[NH3(CH2)6NH3]PbI4 as Dion–Jacobson phase bifunctional capping layer for 2D/3D perovskite solar cells with high efficiency and excellent UV stability

Abstract

Currently, three-dimensional (3D) organic–inorganic hybrid metallic halide perovskites are emerging as optoelectronic materials, but they demonstrate poor stability against heat and moisture and are vulnerable to oxidation and photodegradation upon exposure to ultraviolet (UV) light.

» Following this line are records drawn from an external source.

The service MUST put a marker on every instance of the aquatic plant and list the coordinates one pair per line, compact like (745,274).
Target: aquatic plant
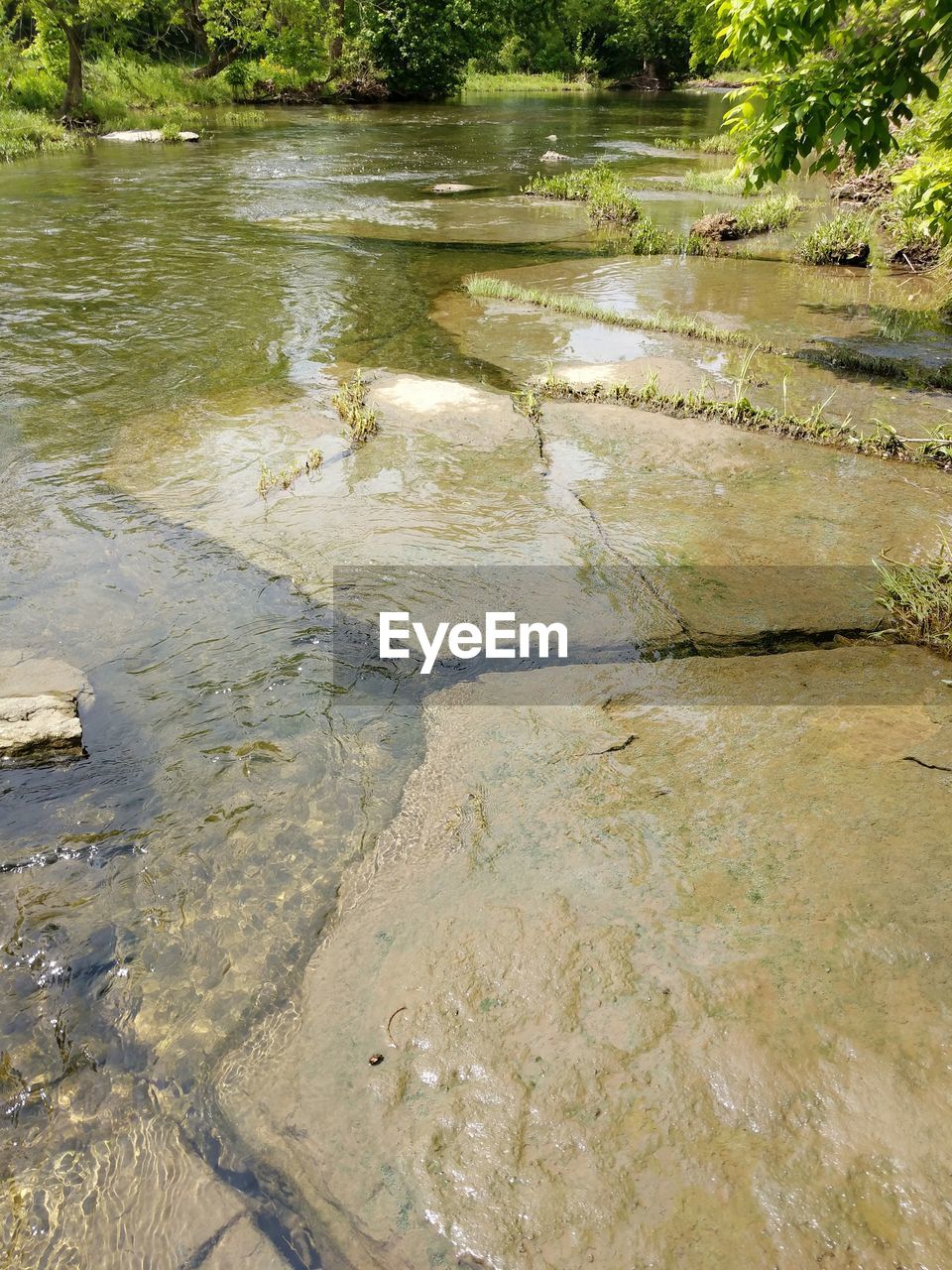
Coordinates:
(483,81)
(918,599)
(350,402)
(285,477)
(721,182)
(763,214)
(844,239)
(879,441)
(720,144)
(608,198)
(24,132)
(608,206)
(648,238)
(915,373)
(576,186)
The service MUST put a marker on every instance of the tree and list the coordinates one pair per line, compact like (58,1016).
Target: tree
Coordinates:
(842,76)
(234,31)
(657,35)
(72,21)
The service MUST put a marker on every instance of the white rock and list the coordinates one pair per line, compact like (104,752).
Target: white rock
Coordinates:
(145,135)
(39,707)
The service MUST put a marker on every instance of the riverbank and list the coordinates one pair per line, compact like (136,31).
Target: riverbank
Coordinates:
(553,907)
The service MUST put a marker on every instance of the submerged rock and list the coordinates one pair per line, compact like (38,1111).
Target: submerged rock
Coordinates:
(39,708)
(719,227)
(656,978)
(148,135)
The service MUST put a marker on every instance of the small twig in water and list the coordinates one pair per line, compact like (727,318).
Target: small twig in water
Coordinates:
(933,767)
(613,749)
(390,1034)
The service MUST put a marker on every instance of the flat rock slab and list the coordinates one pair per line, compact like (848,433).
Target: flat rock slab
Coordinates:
(752,538)
(40,708)
(146,135)
(654,983)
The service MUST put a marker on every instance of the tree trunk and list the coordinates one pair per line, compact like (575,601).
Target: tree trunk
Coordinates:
(73,79)
(216,63)
(336,37)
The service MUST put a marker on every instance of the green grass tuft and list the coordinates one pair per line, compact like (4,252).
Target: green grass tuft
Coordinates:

Herein, for the first time, 1,6-diaminohexane ammonium (HDAD⁺) is demonstrated to be a unique cation spacer to prepare a two-dimensional Dion–Jacobson phase (DJP) perovskite that is ultimately used to construct a 2D/3D stacking structure. Compared to 3D perovskites and Ruddlesden–Popper phase (RPP)-2D perovskites, the DJP-2D perovskite demonstrates superior UV stability and can efficiently protect the 3D layer underneath from being damaged by the UV light. Moreover, the DJP-2D perovskite can also act as an interfacial layer to passivate the defects located on top of the 3D perovskite, resulting in a notably increased photoluminescence lifetime and suppression of interfacial charge recombination. As a result, the power conversion efficiency (PCE) is enhanced from 19.22% (3D) to 20.31% (2D/3D) and is accompanied by improved moisture and thermal stabilities.